Bien que l’arabe et l’état d’esprit qu’il véhicule soient ses favoris, elle a choisi de s’installer en France. ‘‘Je vais là ou le travail m’appelle’’ explique-t-elle, ‘‘ j’ai toujours eu la liberté de choix. J’ai toujours fait des choses que j’ai aimées, que j’ai défendues, choisi des personnages qui répondent à une quête de vie.’’

Une liberté de choix et des convictions qu’elle défend par son travail
Elle défend aussi un certain théâtre et n’adhère pas au discours qui veut que l’on serve au public libanais du ‘débilisme, constamment la même sauce’ sous prétexte que c’est ce qu’il veut ou peut appréhender. ‘Tous les publics du monde sont semblables’’, élabore la comédienne. Elle en a fait l’expérience, ‘Il y a des publics plus éduqués dans différents arts, plus aguerris certes. Mais tout est dans la manière de faire passer l’histoire, d’approcher le public. Il s’agit de trouver un style. Le théâtre au Liban doit être populaire – ce qui ne veut pas dire du divertissement – il doit pouvoir faire rire et pleurer, offrir un style simple, raconter des histoires…’. Elle relate à ce propos son expérience libanaise, l’an dernier, avec Julia Domna. Elle jouait une pièce de Shakespeare, en arabe, à l’occasion du 400ème anniversaire du dramaturge britannique dans le cadre du festival Bustan. Avec feu Jalal Khoury et Refaat Torbey, ils tournent avec la pièce dans tout le Liban. L’accueil du public est un cadeau, il apporte la preuve que le théâtre n’est pas réservé à une élite. Au contraire, depuis les Grecs, il est au cœur de la vie de la cité. ‘L’universalité du propos, c’est cela qui touche (…) les histoires…’. ‘S’approcher le plus possible d’une vérité qui puisse toucher le public’, tel est le rôle de l’acteur. Et tel est l’enseignement que Peter Brook a transmis à cette grande comédienne : ‘il m’a appris la recherche, la mise à disposition de l’acteur de tous les moyens pour qu’il progresse pour qu’il s’approche (justement) le plus possible d’une vérité qui puisse toucher le public’. Mais elle rend aussi hommage à Mounir Abou Debs, disparu il y a quelques mois : ‘Il m’a appris la discipline, le travail, l’humilité et tout ce qui nous manque en ce moment au Liban’.

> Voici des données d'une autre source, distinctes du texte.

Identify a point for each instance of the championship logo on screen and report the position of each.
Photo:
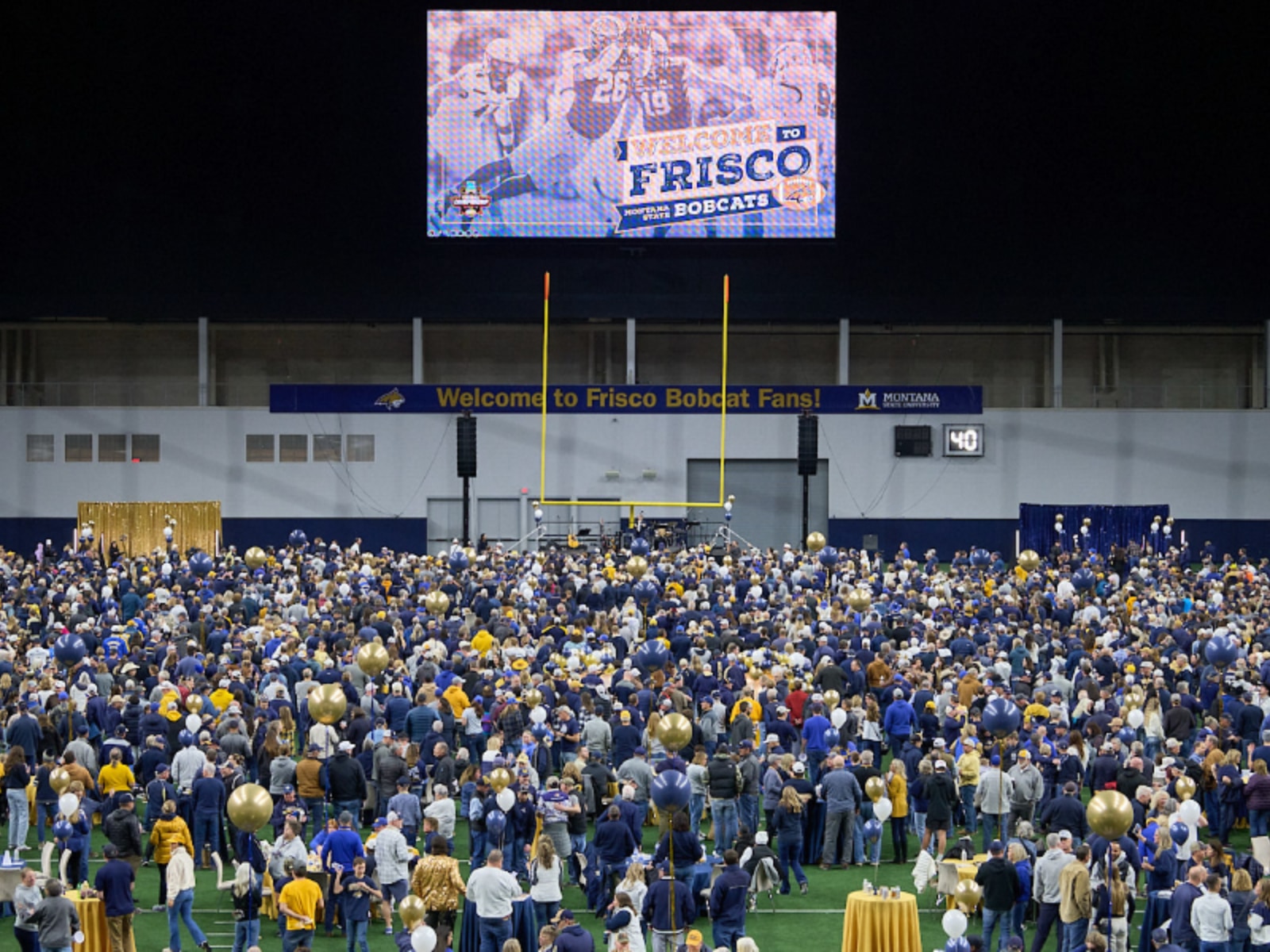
(654, 124)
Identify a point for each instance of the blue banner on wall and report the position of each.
(514, 399)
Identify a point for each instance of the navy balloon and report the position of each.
(645, 590)
(671, 791)
(495, 822)
(201, 562)
(1222, 649)
(1001, 716)
(70, 649)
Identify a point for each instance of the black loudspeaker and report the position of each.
(808, 444)
(467, 447)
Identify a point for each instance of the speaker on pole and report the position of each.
(808, 444)
(467, 447)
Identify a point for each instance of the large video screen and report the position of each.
(632, 125)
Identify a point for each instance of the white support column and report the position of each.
(417, 351)
(844, 352)
(630, 351)
(1057, 361)
(203, 359)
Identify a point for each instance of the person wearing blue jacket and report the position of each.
(728, 903)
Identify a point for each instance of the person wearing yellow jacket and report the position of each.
(968, 776)
(168, 828)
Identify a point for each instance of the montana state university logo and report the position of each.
(393, 400)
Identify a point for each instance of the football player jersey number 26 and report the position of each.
(613, 86)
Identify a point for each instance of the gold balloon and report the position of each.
(327, 704)
(437, 602)
(59, 780)
(1110, 814)
(967, 895)
(372, 658)
(675, 731)
(412, 911)
(251, 808)
(876, 789)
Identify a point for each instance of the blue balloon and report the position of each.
(70, 649)
(1001, 716)
(201, 564)
(671, 791)
(1222, 651)
(495, 823)
(645, 590)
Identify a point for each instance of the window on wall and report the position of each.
(112, 447)
(79, 447)
(294, 448)
(260, 448)
(40, 447)
(145, 447)
(327, 448)
(360, 448)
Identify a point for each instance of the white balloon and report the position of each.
(423, 939)
(956, 923)
(1189, 812)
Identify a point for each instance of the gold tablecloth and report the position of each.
(92, 913)
(880, 924)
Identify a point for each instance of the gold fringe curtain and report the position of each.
(137, 527)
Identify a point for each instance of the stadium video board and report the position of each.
(632, 125)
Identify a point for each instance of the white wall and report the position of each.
(1204, 465)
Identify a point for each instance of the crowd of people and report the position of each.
(529, 704)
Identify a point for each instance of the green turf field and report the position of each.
(812, 922)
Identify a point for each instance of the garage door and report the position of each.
(768, 509)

‘L’amour du travail m’a été instillé avec l’Ecole du Théâtre Moderne de Abou Debs, pour avancer dans ce monde tellement difficile qu’est l’art’ continue-t-elle. ‘L’art est un monstre qui nous écrase si on n’est pas honnête, si on ne le sert pas. Je ne sais pas comment on évoque cette idée aux jeunes au Liban qui veulent devenir star d’un coup (…) Mais c’est le processus qui compte pas le résultat. On apprend jusqu’au dernier souffle’.

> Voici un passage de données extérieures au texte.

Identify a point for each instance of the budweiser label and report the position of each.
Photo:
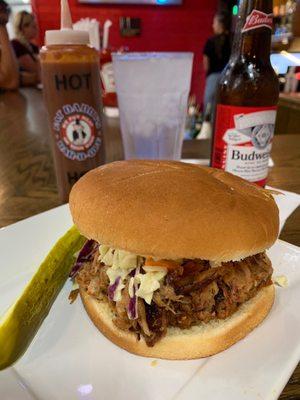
(258, 19)
(243, 141)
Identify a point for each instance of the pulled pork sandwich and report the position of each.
(175, 264)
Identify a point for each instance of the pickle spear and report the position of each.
(22, 320)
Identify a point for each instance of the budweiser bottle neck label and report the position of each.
(258, 19)
(243, 141)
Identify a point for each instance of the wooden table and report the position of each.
(27, 180)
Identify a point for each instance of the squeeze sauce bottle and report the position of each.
(72, 93)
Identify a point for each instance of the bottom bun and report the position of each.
(184, 344)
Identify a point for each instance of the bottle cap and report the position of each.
(66, 34)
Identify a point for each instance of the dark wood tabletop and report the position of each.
(27, 179)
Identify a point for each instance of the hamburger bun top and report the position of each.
(172, 210)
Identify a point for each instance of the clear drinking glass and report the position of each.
(152, 90)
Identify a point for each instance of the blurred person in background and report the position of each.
(216, 54)
(26, 51)
(9, 74)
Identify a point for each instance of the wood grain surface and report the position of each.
(27, 179)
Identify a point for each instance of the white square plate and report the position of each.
(69, 359)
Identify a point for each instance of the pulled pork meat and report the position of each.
(192, 293)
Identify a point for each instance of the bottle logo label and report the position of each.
(77, 129)
(258, 19)
(243, 141)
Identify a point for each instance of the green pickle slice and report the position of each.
(22, 320)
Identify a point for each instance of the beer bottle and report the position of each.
(247, 97)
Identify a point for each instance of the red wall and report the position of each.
(177, 28)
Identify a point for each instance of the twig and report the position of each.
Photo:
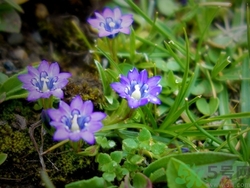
(31, 132)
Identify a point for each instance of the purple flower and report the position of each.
(77, 121)
(138, 89)
(44, 81)
(110, 23)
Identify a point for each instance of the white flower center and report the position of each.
(137, 93)
(45, 80)
(74, 124)
(111, 24)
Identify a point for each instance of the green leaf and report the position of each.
(141, 181)
(129, 144)
(207, 108)
(179, 175)
(167, 8)
(96, 182)
(109, 176)
(125, 68)
(158, 175)
(116, 156)
(144, 135)
(103, 158)
(10, 21)
(90, 151)
(3, 157)
(158, 148)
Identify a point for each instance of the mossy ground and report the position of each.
(22, 167)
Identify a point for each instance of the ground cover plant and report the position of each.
(172, 109)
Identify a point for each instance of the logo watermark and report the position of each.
(194, 177)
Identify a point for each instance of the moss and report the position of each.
(23, 164)
(8, 109)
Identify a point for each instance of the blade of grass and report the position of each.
(179, 101)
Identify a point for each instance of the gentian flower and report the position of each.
(76, 121)
(44, 81)
(138, 89)
(110, 23)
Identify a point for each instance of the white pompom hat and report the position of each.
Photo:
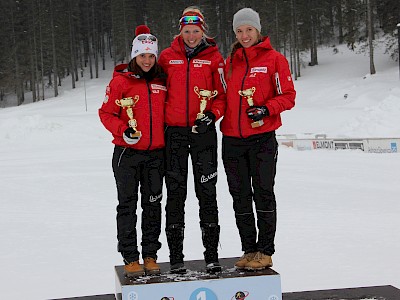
(144, 42)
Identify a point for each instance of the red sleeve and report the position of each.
(109, 112)
(219, 103)
(284, 88)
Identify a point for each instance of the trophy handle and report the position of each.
(196, 90)
(136, 98)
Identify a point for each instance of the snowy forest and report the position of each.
(43, 42)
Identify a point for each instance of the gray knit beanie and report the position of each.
(246, 16)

Apprendre ‘pour rester vivant’’, voilà son ambition. ‘Travailler son corps, sa voix, son imagination, assister aussi à ce que les autres font. Accepter que de nombreuses expériences puissent traverser notre être pour avancer,  il n’y a pas que l’aboutissement qui compte’. Ce n’est pas qu’une leçon de théâtre que donne Mireille Maalouf.

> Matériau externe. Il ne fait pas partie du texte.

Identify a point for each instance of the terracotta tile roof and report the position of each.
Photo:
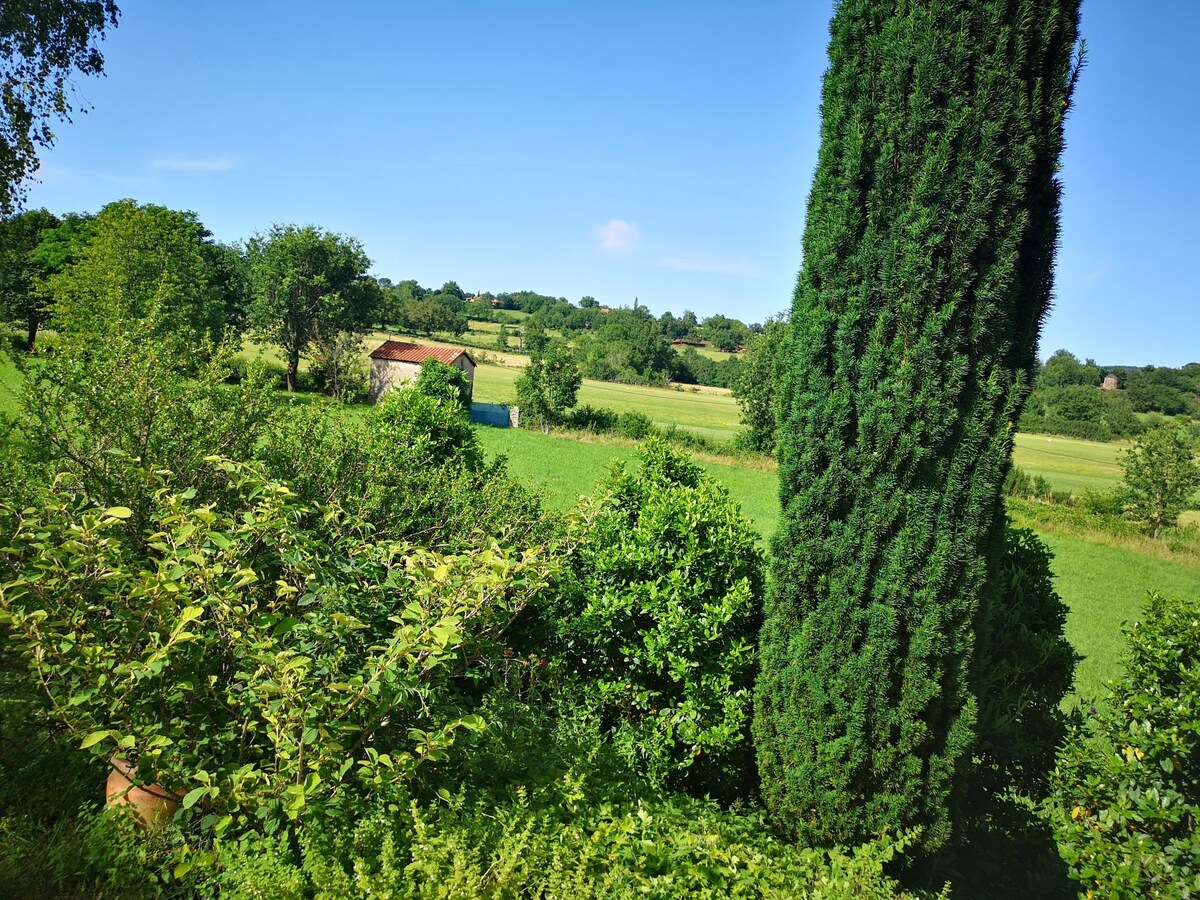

Le 1er mars, dans le cadre du Festival du Bustan, elle participe à une soirée où elle lira, avec Refaat Torbey, des poètes arabes. Et pour le accompagne, de la musique de Bach.

Le Liban appelle de plus en plus Mireille Maalouf, et celle-ci lui répond : elle a envie de transmettre ici, de travailler avec les jeunes.‘J’aimerais jouer plus au Liban, explique-t-elle. Partager des choses avec mes amis ici, pouvoir m’impliquer plus dans une sorte de travail approfondi qui peut intéresser notre pays, développer des ateliers, quelque chose de consistant…’. Entre temps, elle loue le courage de ceux qui continuent à travailler dans la profession (‘c’est formidable’, s’exclame-t-elle), et savoure ‘les rochers et la beauté de la montagne du Liban’ . Car elle y revient, et trouve à se ressourcer de temps à autre en retournant dans son village natal, Kfar Aqab.